Jordan in his Halloween outfit last Sunday when we were coming to Atlanta for his Cardiology appointment. Pa (my grandfather) texted me and said "Jordan didn't like being dressed in these outfits and that he needed to come live with them." If we could have stayed at home a little longer he would have been dressed in his Halloween outfits all week. Guess us being admitted into the hospital is Jordan's way of saying he doesn't like wearing girly outfits. I promise if he doesn't like them that much I will never make him wear them again.
Jordan is having an OK day. They tried his CPAP trials during the night and he passed one and failed one. They said his gases were not good on the second one and they would keep trying throughout the day. It was very disappointing to hear that he wouldn't be extubated today. It's just heartbreaking to see him get so aggravated with the tube being in his throat. He wakes up and instantly starts gagging and failing his arms all in the air. They are having to keep him sedated with versed or pain medicine so he will tolerate the tube. Yesterday we had to put socks on his hands to keep him from pulling out the tube. He has such a bad attitude! Everyone keeps wanting to know where he gets it from...I don't know where the attitude comes from! LOL All of the nurses and doctors keep telling us that his attitude is a good thing.

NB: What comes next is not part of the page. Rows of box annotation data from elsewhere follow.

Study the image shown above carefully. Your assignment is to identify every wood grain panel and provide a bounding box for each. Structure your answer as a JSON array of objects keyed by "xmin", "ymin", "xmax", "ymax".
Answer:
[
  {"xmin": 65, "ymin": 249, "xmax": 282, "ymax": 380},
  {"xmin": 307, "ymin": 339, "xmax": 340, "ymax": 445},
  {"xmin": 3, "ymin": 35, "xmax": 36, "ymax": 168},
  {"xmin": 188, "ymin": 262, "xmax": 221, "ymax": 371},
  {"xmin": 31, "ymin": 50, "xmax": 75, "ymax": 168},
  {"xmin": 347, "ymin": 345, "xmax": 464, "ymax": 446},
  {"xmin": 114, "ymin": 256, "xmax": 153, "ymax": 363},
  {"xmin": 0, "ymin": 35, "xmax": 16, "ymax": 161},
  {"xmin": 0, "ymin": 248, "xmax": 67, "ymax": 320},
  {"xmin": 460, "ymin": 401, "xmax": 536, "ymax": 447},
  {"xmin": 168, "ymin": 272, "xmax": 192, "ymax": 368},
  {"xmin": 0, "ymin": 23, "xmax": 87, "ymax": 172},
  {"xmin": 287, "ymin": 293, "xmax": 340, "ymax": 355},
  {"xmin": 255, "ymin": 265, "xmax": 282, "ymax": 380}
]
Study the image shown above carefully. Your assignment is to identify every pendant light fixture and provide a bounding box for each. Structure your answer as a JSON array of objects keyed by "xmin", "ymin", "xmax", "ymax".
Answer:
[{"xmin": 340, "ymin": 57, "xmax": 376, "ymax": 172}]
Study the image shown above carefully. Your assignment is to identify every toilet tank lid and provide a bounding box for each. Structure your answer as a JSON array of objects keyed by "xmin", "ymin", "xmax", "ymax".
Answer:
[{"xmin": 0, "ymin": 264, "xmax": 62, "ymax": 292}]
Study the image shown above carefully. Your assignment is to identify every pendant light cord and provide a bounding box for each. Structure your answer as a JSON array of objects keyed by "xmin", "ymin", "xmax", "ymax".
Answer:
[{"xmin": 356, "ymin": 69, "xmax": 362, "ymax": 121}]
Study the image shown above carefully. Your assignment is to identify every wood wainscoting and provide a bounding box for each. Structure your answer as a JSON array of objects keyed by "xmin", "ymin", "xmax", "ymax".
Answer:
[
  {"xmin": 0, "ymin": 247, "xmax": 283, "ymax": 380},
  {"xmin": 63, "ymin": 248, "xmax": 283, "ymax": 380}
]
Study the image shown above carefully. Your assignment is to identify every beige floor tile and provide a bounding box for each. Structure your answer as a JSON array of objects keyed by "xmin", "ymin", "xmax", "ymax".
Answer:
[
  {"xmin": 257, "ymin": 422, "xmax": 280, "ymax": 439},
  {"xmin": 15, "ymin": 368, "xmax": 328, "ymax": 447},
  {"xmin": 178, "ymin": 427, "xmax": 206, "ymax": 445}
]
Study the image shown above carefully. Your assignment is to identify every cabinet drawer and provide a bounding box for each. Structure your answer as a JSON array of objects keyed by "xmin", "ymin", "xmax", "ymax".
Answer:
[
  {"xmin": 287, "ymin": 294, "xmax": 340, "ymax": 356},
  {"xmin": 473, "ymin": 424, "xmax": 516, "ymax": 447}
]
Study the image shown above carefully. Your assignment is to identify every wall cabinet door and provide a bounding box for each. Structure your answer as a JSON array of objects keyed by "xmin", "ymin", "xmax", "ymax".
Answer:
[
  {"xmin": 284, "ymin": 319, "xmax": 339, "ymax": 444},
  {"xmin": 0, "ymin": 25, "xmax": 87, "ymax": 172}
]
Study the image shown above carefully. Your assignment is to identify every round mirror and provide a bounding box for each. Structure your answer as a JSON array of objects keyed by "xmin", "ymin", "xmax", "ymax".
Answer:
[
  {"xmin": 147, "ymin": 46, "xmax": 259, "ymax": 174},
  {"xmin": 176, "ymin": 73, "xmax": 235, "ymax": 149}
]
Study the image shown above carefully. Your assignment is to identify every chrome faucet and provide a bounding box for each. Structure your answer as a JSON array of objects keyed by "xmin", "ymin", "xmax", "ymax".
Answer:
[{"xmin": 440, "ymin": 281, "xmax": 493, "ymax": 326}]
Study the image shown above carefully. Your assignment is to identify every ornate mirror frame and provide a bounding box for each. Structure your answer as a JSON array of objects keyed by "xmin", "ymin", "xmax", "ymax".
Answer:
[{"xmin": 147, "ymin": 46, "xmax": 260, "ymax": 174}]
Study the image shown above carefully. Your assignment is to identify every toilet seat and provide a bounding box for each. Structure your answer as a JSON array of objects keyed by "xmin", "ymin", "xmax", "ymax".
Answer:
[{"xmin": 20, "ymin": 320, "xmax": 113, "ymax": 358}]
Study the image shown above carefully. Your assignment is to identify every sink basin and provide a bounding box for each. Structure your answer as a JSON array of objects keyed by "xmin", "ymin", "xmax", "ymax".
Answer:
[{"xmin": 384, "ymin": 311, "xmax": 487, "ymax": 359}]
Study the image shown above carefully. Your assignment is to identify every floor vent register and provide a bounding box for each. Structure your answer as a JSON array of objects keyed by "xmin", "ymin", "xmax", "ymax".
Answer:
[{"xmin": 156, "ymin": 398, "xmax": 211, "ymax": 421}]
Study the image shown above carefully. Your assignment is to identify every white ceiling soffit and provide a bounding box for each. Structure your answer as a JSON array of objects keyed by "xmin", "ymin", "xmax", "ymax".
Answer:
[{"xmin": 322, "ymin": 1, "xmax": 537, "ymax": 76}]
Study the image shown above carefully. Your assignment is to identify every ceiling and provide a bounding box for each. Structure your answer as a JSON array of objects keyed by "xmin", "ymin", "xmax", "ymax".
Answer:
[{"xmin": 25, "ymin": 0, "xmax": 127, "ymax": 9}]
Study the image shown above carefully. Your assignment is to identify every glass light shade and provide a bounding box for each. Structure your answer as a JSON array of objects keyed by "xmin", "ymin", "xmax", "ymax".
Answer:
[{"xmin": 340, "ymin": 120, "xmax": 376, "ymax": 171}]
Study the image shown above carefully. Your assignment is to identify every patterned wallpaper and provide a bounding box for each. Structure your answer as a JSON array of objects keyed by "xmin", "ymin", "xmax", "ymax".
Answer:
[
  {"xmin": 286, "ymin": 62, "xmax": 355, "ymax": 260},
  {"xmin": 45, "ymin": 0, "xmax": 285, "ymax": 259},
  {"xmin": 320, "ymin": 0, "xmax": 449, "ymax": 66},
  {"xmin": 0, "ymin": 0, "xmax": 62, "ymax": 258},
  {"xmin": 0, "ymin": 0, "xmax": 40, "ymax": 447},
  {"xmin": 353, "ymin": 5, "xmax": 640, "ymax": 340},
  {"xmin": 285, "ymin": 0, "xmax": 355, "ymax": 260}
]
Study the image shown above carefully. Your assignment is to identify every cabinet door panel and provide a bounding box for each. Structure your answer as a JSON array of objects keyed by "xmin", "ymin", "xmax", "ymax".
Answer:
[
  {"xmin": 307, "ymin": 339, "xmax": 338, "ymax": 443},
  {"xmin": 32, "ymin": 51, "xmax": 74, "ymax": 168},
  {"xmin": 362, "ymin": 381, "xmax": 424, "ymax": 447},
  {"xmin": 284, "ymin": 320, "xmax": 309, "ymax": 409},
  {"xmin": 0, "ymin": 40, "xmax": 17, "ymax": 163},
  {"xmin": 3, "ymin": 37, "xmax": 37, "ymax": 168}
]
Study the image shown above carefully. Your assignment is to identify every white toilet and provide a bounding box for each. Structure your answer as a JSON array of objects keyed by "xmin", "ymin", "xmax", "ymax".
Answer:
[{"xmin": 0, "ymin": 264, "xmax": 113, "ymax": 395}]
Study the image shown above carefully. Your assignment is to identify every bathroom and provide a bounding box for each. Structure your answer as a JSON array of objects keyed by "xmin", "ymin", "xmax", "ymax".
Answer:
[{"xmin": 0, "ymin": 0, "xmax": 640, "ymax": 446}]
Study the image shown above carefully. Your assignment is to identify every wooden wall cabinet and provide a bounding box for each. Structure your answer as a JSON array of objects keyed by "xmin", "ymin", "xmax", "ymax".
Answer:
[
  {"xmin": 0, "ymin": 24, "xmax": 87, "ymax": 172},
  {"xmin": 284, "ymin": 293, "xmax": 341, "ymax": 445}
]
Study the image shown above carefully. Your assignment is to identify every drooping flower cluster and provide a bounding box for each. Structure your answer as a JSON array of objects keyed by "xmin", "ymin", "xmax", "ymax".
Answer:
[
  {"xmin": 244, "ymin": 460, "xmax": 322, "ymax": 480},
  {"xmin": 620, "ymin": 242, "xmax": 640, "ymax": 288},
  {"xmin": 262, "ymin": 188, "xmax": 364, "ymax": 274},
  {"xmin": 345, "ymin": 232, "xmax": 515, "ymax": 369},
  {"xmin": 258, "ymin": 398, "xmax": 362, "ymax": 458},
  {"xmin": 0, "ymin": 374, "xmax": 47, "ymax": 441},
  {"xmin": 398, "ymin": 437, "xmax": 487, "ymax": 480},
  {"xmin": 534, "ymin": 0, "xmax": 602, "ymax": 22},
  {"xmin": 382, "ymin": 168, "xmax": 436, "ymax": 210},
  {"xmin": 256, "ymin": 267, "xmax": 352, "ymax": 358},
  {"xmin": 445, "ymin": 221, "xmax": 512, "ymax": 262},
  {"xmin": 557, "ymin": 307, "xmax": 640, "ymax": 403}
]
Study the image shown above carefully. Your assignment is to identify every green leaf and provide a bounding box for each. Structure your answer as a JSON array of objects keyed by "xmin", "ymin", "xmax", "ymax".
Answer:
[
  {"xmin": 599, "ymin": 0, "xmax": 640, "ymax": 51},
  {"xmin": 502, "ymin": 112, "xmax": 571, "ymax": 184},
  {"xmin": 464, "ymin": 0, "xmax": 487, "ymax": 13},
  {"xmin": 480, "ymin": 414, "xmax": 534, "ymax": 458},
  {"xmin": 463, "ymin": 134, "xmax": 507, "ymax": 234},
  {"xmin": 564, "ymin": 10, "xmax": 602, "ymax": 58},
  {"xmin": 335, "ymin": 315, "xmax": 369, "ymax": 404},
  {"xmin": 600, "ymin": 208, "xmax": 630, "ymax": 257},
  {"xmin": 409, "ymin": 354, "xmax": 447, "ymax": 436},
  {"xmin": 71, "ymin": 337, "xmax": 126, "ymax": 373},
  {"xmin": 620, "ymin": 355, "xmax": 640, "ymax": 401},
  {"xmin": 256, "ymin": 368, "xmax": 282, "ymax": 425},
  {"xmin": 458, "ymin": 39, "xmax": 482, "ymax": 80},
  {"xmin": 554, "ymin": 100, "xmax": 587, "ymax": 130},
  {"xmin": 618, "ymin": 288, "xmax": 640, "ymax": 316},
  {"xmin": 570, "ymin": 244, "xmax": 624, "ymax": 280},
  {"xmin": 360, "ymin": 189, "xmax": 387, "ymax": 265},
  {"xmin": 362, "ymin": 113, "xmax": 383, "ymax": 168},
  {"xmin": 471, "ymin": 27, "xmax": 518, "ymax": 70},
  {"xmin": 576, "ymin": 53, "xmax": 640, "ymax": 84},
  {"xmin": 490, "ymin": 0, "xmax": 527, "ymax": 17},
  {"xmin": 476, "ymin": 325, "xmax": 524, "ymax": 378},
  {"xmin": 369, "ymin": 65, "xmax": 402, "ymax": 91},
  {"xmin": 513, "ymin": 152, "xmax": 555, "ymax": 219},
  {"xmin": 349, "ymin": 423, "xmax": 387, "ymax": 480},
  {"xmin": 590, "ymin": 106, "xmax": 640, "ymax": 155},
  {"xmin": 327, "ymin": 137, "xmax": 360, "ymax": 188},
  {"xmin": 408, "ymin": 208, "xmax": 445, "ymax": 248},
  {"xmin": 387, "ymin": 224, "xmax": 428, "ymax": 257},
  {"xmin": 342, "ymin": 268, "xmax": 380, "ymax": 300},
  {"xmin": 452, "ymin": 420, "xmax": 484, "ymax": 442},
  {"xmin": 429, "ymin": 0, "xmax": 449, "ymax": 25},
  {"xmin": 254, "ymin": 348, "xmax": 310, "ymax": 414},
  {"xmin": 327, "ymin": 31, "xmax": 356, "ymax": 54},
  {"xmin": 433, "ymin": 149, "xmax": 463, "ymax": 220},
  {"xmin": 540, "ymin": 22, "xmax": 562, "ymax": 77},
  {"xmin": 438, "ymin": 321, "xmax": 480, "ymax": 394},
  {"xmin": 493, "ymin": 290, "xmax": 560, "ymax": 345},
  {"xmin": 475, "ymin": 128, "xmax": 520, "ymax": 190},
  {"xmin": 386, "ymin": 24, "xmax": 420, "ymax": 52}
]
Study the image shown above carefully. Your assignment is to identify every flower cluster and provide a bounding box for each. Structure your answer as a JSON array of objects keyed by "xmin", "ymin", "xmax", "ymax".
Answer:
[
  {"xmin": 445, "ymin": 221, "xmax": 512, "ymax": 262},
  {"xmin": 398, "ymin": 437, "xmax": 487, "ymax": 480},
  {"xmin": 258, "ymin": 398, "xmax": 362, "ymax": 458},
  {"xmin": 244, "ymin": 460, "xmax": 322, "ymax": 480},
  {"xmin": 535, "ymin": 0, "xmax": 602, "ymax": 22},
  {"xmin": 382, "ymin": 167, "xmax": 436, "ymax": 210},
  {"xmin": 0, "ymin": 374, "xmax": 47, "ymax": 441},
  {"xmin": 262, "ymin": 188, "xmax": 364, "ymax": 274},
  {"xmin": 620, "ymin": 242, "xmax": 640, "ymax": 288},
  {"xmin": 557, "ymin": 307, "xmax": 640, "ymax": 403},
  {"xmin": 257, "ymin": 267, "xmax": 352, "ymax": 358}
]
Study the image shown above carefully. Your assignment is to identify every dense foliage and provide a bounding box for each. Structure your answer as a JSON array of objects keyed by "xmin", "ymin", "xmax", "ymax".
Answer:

That tells them that he is a fighter!
They have already done one CPAP trial today around noon and he failed. They keep telling me its normal. But I don't want to be normal! I want it to be like our first time being admitted to the hospital where he was the ROCKSTAR! I guess this is God's way of teaching me patience. One of the nurses came by and talked with me earlier to reassured me that he is still on the right path. That we are moving forward and to try not to get aggravated. I guess we were spoiled from the first surgery. They aren't going to make any sudden changes today and keep doing CPAP trials. They did see on his xrays that he has a small pneumothorax (a collection of air in the chest cavity). They will continue to monitor it and hope that it goes down on its own. They say its common when they have chest tubes.
Please continue to pray of him and us. Today has been one of those days for me. It's just depressing being at the hospital day in and day out. It's so sad to see all of these children with such critical illnesses. I just don't think its fair and I wish I could take it all way from them. I guess I never realized how many kids were affected by illnesses until now. I have met some wonderful people already and our journey has just begun. We've met several families this week that have newborns with HLHS. We have all started talking and finding comfort in one another. It's so hard to walk down this unknown path but it helps when you have others that know exactly how you feel. I would like to ask everyone to please pray for these families!